My Wrestler of the Year is definitely Okada, but with strong runners-up Sabre Jr., Omega, and Ishii.


----------



## Wrestling is Life

Late to the party with this one, but a huge YES to Zack Sabre Jr. vs WALTER from PWG ASW13:N2. God damn! Brutal as can be!


----------



## Rah

Fuck it, let's end this thread with LUCHA

NOMINATE
*Demus 3:16 vs Wotan (Generación XXI 18/12/2017)*
https://www.youtube.com/watch?v=GM4ffJZJI3Q

Is Wotan looking for a quick Insurance pay out or something? Between this match and the Terry brawl, he probably has more dirt in his veins than blood at this point. The chairshots and headbutts are stiff enough but watching them roll around on a drink-spilled, dirty floor had me wincing.

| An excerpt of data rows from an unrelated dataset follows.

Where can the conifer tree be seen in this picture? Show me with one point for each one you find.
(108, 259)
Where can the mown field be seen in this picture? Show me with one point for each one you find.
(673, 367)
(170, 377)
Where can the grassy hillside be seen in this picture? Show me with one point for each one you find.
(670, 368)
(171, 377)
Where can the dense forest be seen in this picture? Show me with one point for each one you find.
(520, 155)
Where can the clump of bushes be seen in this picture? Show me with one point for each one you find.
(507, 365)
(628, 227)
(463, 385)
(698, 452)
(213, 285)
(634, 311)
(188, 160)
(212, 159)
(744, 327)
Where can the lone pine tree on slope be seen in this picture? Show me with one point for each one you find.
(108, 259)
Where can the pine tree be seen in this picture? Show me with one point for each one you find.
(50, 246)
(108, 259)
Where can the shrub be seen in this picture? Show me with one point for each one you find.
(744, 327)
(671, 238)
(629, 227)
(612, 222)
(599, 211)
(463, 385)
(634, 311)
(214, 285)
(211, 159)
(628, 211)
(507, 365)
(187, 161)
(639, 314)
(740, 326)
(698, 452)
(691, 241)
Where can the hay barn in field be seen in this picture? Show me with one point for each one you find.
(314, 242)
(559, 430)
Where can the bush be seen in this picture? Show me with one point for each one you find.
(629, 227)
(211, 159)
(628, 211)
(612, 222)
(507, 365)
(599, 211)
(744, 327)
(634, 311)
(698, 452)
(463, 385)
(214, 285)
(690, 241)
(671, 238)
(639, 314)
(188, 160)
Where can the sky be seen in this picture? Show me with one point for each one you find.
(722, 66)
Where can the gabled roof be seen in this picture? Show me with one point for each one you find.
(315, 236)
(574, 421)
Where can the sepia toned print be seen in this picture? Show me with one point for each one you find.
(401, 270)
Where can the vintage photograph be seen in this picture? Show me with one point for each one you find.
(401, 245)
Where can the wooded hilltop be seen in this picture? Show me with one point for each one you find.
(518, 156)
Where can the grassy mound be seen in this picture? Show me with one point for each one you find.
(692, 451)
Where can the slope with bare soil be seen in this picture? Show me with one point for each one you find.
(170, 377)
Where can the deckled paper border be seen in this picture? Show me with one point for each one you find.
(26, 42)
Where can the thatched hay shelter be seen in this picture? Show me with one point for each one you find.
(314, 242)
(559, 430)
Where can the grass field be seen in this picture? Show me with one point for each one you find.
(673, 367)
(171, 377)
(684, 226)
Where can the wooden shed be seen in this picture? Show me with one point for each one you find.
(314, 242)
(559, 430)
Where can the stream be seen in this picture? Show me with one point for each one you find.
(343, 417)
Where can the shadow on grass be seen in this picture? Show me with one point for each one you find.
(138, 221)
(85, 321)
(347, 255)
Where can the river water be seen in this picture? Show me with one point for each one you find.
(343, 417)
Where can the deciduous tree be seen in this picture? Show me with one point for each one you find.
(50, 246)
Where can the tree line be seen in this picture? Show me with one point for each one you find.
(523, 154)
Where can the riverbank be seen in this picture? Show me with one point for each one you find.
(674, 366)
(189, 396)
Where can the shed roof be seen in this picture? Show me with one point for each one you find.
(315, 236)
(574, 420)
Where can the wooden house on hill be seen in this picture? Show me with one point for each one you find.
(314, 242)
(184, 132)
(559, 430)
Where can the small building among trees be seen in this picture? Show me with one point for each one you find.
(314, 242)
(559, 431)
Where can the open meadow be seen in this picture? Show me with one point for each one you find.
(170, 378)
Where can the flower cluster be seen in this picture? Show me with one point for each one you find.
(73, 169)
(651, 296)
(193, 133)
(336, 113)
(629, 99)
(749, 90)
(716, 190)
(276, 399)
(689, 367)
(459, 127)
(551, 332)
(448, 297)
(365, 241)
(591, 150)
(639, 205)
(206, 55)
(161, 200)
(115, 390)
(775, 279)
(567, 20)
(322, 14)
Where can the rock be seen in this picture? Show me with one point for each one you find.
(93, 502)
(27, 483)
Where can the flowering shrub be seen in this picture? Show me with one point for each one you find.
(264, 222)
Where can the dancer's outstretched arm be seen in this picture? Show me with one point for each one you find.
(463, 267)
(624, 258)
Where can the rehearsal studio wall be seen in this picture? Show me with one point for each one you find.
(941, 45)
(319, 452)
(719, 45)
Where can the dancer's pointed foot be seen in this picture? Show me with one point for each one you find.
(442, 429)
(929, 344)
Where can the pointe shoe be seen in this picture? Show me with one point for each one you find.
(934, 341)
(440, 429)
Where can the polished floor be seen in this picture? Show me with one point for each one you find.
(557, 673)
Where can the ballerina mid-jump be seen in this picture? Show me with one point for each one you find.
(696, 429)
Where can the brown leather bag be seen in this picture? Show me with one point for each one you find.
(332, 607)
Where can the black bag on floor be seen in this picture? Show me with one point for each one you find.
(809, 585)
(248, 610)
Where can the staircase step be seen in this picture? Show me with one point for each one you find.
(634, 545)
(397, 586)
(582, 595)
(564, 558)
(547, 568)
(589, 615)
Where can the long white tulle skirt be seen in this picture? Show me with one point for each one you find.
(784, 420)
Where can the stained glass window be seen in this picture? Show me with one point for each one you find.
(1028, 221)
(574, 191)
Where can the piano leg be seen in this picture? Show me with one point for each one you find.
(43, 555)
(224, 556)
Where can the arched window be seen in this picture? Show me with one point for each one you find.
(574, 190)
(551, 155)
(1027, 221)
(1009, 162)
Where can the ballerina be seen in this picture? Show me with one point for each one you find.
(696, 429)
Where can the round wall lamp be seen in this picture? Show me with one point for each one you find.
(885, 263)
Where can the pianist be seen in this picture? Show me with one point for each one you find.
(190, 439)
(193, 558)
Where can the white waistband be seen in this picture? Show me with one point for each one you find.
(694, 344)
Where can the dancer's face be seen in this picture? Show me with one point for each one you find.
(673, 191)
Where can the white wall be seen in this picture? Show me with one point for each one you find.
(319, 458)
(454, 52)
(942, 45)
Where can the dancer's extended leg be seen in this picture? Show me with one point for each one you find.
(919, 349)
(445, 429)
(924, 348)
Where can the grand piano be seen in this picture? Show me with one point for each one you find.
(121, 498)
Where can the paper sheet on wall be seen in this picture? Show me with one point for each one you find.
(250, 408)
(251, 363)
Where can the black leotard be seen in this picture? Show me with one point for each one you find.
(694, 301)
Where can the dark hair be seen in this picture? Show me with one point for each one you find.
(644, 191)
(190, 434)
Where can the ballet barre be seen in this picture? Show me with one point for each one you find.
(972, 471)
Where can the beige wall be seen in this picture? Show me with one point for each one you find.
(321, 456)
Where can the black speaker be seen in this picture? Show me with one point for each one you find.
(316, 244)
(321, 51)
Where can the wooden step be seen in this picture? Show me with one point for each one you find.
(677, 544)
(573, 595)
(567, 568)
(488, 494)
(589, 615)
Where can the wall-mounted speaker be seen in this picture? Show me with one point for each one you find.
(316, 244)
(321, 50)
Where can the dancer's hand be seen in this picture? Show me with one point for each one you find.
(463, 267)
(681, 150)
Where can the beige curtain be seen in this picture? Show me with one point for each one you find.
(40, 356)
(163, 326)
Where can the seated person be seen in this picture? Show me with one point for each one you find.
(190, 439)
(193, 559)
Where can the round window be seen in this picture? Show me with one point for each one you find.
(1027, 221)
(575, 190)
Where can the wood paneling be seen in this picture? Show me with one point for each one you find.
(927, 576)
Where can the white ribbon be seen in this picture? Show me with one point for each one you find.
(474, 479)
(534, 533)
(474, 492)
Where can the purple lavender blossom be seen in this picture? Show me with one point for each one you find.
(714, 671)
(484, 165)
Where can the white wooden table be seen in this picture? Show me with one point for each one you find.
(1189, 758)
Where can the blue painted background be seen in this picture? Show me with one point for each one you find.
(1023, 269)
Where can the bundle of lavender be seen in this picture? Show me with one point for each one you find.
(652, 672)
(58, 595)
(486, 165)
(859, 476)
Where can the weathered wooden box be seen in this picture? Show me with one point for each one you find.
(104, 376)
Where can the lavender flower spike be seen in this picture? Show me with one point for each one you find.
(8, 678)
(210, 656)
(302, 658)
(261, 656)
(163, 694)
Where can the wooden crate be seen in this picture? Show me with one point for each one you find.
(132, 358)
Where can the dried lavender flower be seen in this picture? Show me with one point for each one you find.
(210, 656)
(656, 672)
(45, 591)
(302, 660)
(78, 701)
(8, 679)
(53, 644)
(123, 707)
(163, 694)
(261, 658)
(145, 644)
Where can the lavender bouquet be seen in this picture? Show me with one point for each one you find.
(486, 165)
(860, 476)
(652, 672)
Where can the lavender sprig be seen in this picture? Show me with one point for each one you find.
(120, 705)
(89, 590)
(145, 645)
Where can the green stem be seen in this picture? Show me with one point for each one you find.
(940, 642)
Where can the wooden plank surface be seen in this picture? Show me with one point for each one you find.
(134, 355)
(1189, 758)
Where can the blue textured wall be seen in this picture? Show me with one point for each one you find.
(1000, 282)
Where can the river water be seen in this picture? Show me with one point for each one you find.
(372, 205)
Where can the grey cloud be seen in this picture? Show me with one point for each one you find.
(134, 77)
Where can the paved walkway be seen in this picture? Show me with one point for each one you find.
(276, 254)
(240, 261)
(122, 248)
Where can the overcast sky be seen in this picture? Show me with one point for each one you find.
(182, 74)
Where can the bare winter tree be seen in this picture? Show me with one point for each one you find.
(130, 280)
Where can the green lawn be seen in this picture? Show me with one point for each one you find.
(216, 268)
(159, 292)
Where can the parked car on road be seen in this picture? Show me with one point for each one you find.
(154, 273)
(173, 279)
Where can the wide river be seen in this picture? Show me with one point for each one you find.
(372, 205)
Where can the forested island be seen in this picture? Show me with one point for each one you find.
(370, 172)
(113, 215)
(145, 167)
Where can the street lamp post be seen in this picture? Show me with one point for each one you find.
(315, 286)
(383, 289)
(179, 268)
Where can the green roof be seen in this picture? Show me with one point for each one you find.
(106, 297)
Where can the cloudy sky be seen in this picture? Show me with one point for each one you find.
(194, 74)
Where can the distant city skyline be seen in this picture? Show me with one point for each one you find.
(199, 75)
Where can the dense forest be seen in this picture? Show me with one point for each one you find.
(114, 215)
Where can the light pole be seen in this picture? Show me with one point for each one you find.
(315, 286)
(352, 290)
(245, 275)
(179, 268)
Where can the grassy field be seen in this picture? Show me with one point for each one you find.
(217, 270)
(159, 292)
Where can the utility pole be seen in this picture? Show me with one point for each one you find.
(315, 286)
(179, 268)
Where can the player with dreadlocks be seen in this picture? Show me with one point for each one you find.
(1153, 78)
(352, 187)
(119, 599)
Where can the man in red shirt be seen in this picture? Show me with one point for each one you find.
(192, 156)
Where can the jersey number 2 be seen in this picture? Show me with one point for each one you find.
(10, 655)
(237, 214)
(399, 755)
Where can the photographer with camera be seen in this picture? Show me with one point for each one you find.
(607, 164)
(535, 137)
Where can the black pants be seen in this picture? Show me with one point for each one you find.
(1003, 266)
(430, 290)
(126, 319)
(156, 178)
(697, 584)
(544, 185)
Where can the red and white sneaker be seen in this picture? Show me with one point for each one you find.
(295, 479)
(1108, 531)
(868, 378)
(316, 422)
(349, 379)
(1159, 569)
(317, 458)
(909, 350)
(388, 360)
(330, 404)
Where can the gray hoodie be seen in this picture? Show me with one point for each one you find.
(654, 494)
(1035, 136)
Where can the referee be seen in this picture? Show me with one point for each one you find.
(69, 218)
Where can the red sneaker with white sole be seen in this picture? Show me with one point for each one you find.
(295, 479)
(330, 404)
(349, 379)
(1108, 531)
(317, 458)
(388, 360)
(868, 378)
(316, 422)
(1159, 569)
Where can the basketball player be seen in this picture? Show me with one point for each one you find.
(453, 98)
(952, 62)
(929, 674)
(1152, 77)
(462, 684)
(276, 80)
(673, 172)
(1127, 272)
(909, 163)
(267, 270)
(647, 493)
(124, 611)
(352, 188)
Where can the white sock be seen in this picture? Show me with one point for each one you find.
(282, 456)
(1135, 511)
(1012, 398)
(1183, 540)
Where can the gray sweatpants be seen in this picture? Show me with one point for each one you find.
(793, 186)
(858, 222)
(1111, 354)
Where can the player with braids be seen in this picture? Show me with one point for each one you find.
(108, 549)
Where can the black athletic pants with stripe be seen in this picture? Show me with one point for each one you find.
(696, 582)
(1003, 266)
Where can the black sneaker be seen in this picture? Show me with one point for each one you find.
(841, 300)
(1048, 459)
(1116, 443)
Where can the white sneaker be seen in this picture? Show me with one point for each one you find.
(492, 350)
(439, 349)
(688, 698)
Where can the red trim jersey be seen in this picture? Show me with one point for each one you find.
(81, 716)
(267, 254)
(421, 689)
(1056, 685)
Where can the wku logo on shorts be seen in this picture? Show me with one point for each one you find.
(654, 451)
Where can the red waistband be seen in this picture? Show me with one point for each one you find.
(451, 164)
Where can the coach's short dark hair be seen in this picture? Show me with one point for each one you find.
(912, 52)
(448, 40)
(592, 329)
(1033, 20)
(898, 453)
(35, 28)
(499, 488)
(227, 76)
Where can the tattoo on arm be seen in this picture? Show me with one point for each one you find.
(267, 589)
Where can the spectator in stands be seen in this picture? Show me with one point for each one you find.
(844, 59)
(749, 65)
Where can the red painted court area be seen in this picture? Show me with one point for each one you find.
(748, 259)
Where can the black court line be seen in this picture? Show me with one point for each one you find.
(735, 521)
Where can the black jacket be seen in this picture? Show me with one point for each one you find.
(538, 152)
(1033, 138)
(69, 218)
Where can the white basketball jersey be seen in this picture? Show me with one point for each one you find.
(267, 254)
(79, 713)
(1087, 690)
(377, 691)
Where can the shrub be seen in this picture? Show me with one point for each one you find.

Sadly this isn't complete but we get enough meat to understand the bulk. And that bulk is impressive. I've probably been higher on Wotan than most, and this was the best he's looked since facing Black Terry, but this was a total Demus 3:16 show. His blood-loss selling was great, but he shone with his offence. Kneeling headbutts are a thing that need to die a death in contemporary wrestling but Demus provided a very viable way of introducing the spot by popping a towering Wotan in the dick before wacking him with a stiff headbutt to the temple. Smirked wholeheartedly when he legit near murdered the referee with a chairshot.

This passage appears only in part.